Datasets
Human Action Multi-Modal Monitoring in Manufacturing (HA4M) Dataset
The HA4M dataset is a collection of multi-modal data of actions by different subjects in two assembly scenarios for manufacturing. It provides a good test-bed for developing, validating and testing techniques and methodologies for the recognition of assembly actions.
Six types of simultaneous data are supplied: RGB frames, Depth maps, IR frames, RGB-Depth-Aligned frames, Point Clouds and Skeleton data.
Data from vines before and after trimming (June 2022)
The dataset is designed to test automatic algorithms for measuring changes in the canopy of grapevine plants using natural, on-field images.
A Microsoft Azure Kinect DK sensor monitored two segments of vine rows before and after a trimming practice to produce 36 captures including color, depth, infrared images, and point clouds.
The dataset also includes manual annotation.
E-crops @ San Donaci - Vineyard Dataset (2021)

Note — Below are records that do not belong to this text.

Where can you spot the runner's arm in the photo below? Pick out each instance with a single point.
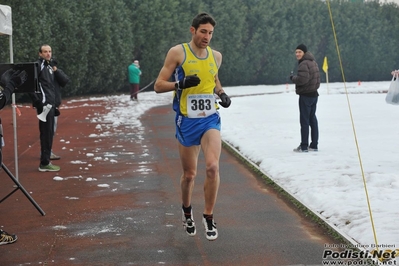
(162, 84)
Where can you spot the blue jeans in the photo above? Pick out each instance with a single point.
(307, 118)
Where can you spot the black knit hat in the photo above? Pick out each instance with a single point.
(302, 47)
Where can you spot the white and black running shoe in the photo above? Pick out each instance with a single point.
(189, 224)
(211, 232)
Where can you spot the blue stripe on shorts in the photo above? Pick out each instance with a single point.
(189, 131)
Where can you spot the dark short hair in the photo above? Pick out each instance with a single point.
(203, 18)
(40, 48)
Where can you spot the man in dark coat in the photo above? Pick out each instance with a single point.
(44, 102)
(60, 81)
(307, 81)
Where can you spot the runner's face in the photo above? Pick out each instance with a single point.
(203, 35)
(299, 54)
(46, 53)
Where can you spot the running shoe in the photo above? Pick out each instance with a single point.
(211, 232)
(189, 224)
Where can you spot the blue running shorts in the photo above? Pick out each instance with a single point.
(189, 131)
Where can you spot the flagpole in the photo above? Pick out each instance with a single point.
(325, 69)
(328, 90)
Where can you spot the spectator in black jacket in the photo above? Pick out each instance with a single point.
(42, 100)
(60, 81)
(10, 80)
(307, 82)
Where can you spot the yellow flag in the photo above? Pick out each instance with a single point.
(325, 65)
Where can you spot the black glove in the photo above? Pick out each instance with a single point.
(188, 82)
(225, 100)
(39, 106)
(57, 112)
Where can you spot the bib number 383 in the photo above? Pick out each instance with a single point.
(200, 105)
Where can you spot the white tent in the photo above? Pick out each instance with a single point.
(6, 29)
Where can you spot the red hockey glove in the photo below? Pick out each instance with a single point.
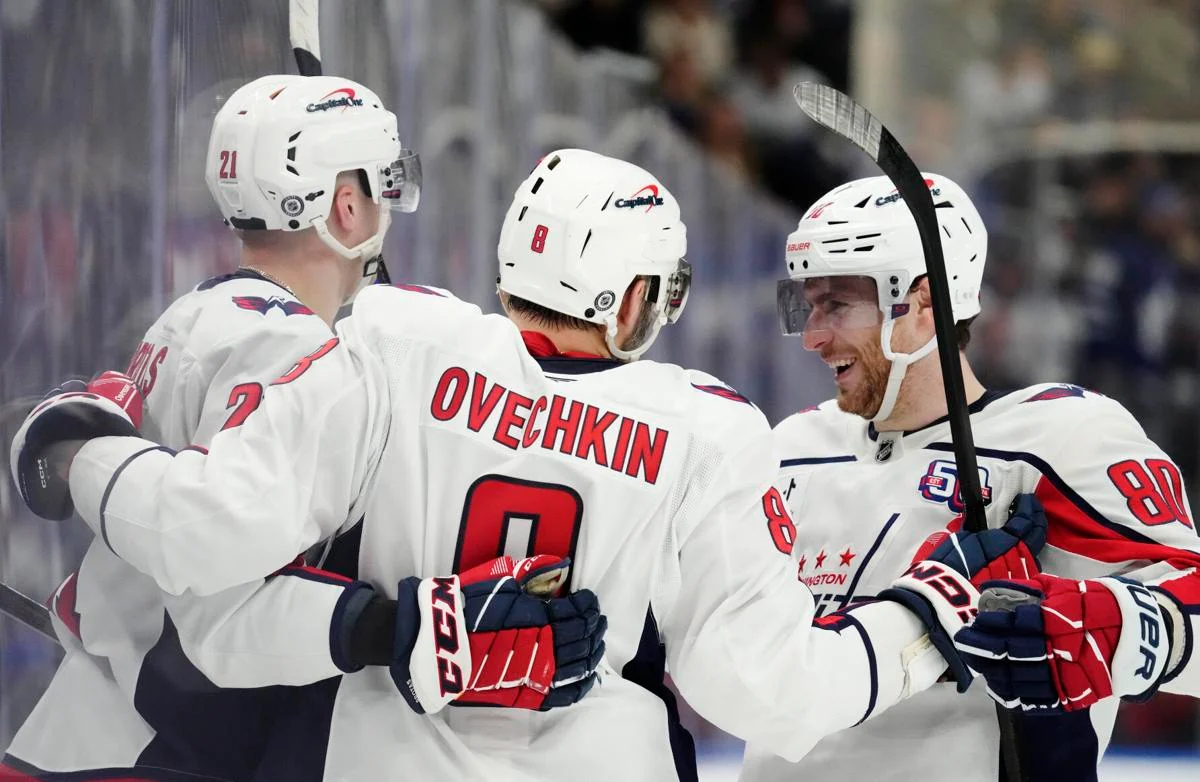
(942, 584)
(496, 636)
(1056, 644)
(108, 405)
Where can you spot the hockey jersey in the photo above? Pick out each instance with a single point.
(864, 501)
(125, 693)
(462, 439)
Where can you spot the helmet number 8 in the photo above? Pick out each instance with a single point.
(539, 239)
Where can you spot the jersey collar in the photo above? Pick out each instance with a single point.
(551, 359)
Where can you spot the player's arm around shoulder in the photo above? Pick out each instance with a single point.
(264, 491)
(1119, 515)
(741, 635)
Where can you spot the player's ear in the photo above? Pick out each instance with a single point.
(630, 311)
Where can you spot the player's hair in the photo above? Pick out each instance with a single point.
(961, 329)
(545, 316)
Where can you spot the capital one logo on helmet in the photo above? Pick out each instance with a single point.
(327, 102)
(637, 199)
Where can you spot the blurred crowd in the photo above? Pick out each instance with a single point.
(726, 72)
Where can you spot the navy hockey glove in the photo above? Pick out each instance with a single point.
(942, 585)
(492, 636)
(1056, 644)
(47, 441)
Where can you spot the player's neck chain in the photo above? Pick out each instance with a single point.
(275, 280)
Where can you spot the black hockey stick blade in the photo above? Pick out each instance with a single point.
(304, 32)
(27, 611)
(845, 116)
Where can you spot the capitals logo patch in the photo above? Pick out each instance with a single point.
(1056, 392)
(940, 483)
(262, 306)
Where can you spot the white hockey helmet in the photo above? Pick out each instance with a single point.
(581, 229)
(864, 229)
(280, 142)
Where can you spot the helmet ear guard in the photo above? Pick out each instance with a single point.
(581, 229)
(863, 229)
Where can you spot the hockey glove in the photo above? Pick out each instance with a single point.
(495, 635)
(941, 587)
(40, 456)
(1055, 644)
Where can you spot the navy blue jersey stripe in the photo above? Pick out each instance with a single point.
(817, 459)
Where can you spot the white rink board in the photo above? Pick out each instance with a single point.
(1122, 768)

This dataset is made of natural images acquired from a moving vehicle by the Intel RealSense D435 RGB-D camera, in a commercial field in San Donaci (Apulia, Italy). The grape variety was Vitis vinifera, cultivar “Negroamaro” (red grape variety).
The dataset is made of 315 multimodal images (RGB and aligned depth), manually labeled for semantic segmentation.
Labeled images from vineyards in Switzerland
This dataset is made of natural images acquired in-field by the Intel RealSense R200 (Santa Clara, CA, USA) RGB-D camera. The resolution of the color images has been set to 640×480 pixels as the maximum achievable resolution of the depth maps (not included in this dataset).
Images are segmented according to 5 classes: bunch, pole, wood, leaves and background.
Short Physical Performance Battery Dataset
This dataset includes data (sex, age, skeletal joint positions) of patients (both healthy and affected by neurodegenerative diseases) performing the Short Physical Performance Battery (SPPB) tests.
Subjects were grabbed by three low-cost surveillance cameras. Then, proper video processing techniques computed the skeletal joints of the subjects.
The dataset is released as Matlab .mat archives.